Plinko is a popular casino slot game developed by Gaming Arts, Inc., based on the classic TV show "The Price is Right." The game was first introduced in 2006 and has since become one of the most iconic slots among players. Despite its simplicity, the math behind Plinko is intriguing and makes it an excellent subject for analysis.
Theme and Design
Plinko’s theme revolves around a board that resembles a series of pegs arranged in a grid-like https://game-plinko.co.uk/ pattern. The game features colorful balls rolling down this board, which players aim to guide into higher-paying pockets. Each pocket has its own value, ranging from 1x the bet up to 35x the bet. When a ball drops onto the board, it randomly selects one of the pegs and then rolls towards it. Players can choose between five different betting options: $0.50, $1, $5, $25, or $100.
Symbols
Unlike many other slots, Plinko does not feature traditional symbols like fruits or icons related to a particular theme. Instead, each pocket on the board has its unique value and color scheme. These values range from 3x up to 35x the bet and are divided into several colors: red (5-10x), green (8-25x), blue (15-50x), purple (20-60x), orange/yellow (22-90x), and two gold pockets worth 30 and 35 times the bet.
Payouts
Since Plinko’s payouts are directly tied to the balls’ final position on the board, we must analyze the overall probability of landing in each pocket. As mentioned earlier, there are five different betting options available for players, but this choice primarily impacts the potential maximum win rather than influencing the likelihood of hitting specific pockets.

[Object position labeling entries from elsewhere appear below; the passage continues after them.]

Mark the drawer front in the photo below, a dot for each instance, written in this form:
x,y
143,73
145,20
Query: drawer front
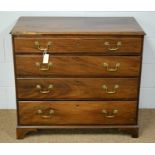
x,y
95,66
77,88
106,45
77,112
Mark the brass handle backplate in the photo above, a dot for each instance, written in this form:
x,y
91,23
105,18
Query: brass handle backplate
x,y
37,45
104,87
118,44
109,69
109,114
44,67
45,113
42,90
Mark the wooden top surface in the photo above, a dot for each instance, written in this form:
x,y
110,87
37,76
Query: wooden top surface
x,y
77,25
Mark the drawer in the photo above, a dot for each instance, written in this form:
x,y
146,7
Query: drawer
x,y
77,112
77,88
106,45
92,66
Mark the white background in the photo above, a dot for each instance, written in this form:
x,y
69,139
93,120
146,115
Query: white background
x,y
8,19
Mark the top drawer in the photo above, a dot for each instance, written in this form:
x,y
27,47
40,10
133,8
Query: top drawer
x,y
101,45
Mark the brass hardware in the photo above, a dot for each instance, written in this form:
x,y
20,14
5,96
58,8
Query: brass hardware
x,y
37,44
111,114
119,43
106,65
49,112
44,91
110,92
43,67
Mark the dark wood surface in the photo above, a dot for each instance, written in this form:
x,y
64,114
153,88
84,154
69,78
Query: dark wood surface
x,y
77,25
77,113
77,88
78,66
129,45
77,51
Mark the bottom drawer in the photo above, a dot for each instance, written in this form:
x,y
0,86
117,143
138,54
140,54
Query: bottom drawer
x,y
77,112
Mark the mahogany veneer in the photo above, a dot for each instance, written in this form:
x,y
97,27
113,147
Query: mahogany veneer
x,y
92,78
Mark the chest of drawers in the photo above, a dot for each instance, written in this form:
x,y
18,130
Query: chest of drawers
x,y
92,77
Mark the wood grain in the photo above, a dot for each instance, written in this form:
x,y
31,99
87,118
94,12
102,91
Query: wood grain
x,y
129,45
77,113
79,66
77,88
77,25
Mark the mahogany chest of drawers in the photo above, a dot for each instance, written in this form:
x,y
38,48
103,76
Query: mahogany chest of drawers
x,y
91,77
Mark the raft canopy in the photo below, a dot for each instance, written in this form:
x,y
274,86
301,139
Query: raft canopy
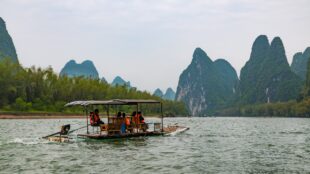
x,y
111,102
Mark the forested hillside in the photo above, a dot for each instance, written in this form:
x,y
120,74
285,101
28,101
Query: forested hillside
x,y
36,89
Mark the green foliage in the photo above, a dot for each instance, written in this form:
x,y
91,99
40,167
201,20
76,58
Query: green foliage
x,y
37,89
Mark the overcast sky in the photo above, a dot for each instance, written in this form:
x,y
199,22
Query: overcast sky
x,y
150,42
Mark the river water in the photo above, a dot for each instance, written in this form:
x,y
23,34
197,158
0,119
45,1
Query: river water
x,y
212,145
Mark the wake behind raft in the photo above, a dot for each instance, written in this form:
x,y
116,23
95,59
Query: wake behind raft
x,y
118,126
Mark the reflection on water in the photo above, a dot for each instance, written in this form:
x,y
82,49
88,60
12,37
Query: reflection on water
x,y
212,145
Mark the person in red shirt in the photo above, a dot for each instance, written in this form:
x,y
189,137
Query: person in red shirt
x,y
95,119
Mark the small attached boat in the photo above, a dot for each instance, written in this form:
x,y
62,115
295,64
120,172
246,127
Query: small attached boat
x,y
119,126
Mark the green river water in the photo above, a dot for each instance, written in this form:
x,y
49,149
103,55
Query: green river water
x,y
212,145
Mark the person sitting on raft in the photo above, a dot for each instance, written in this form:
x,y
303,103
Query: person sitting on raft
x,y
144,126
95,119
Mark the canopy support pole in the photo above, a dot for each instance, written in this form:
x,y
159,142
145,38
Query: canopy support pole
x,y
86,114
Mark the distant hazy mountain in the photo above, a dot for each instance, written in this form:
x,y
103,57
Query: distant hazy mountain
x,y
120,82
7,48
299,64
169,95
85,69
266,76
158,93
206,85
103,80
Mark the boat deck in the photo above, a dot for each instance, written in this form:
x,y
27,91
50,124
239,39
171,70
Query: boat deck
x,y
124,135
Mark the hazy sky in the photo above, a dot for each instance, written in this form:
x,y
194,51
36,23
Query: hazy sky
x,y
150,42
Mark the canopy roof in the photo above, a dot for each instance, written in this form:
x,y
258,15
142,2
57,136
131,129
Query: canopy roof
x,y
111,102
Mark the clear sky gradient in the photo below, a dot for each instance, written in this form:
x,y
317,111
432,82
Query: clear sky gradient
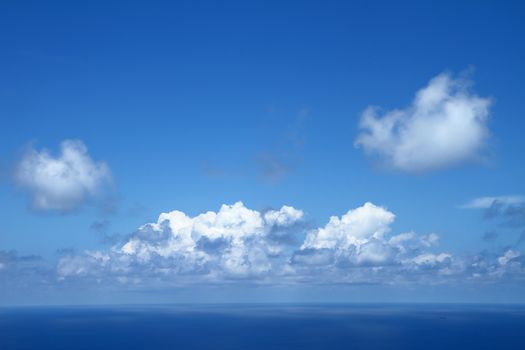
x,y
196,104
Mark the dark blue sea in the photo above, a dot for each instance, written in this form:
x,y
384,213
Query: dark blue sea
x,y
264,327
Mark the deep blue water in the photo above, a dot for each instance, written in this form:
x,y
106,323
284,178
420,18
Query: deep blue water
x,y
264,327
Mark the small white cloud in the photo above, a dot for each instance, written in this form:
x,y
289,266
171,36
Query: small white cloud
x,y
63,182
445,125
236,243
487,202
357,226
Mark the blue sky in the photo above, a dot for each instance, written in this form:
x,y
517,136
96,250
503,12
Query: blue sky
x,y
191,105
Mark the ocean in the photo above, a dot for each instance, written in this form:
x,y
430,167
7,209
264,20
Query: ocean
x,y
264,327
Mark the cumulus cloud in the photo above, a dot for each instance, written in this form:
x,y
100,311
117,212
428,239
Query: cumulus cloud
x,y
237,243
63,182
446,124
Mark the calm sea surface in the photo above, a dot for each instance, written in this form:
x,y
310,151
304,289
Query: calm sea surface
x,y
264,327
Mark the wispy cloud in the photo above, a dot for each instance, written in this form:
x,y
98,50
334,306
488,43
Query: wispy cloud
x,y
446,124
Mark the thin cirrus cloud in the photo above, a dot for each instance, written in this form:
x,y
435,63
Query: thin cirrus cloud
x,y
509,209
446,124
487,202
239,244
63,182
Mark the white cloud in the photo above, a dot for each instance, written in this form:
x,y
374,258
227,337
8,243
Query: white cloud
x,y
487,202
446,124
357,226
231,243
63,182
237,243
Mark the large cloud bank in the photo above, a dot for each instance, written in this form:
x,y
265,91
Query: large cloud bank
x,y
278,246
446,124
63,182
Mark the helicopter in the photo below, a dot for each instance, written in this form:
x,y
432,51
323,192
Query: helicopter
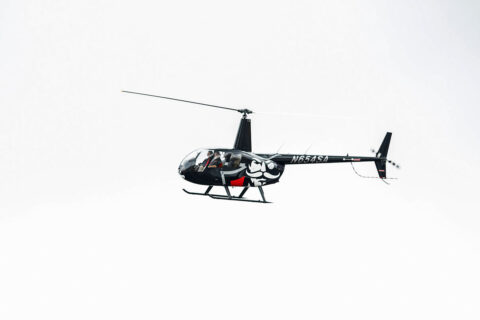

To calculate the expected value (EV) of each bet size, let’s consider a simplified example using only the base values from the board:
- Red pockets: 3x to 10x
- Green pockets: 8x to 25x
- Blue pockets: 15x to 50x
In a typical game session, players aim for higher-paying pockets with increasing frequency as their bet increases. To keep things manageable and demonstrate the general principle behind Plinko’s payouts, we will assume all betting options have an equal chance of occurring.
Now, let’s examine how these values translate into EVs using basic probability calculations:
- Assume each bet has a 100% hit rate for simplicity.
- We’re focusing on base values only (i.e., excluding special bets).
- Each red pocket would pay out between $1.50 and $10; green pockets between $8 and $25, blue pockets between $15 to $50.
Here is the calculation of EVs per bet size:
Bet Expected Value (Base Only) $0.50 – $2.65 (yes, a negative value since the house edge applies) $1 – $3.31 $5 -$16.58 $25 – $48.59
As we calculate further along with higher bets up to $100 and including potential bonuses: $0.50 bet yields an expected return of: (10% ($1,000 – $3)) / 50 = -6,300 $5 bet yields an expected return of: (22.22% $15) + (2.44% * -$45) + … > 4,700
To accurately determine EVs for each pocket value across multiple betting options, one would have to incorporate the real chances associated with winning at Plinko. Based on standard assumptions about a house edge in games similar to this type of slot machine:
- Red pockets (1-10): ~21% total hit rate (~2x 3x+ 9x +0)
- Green pockets: ~20,8% total hit rate
- Blue pockets: ~6.5%
With these probabilities in mind and our prior knowledge that we are dealing with slots which inherently favor the casino to some extent, consider how they influence overall results of expected gain/loss potential at each end (high-low values):
If every result follows this same basic structure:
1-10 = 30%, $15-$20 11-50x return = ~12%
We can see that higher amounts on boards contribute disproportionately greater numbers towards final revenue outputs.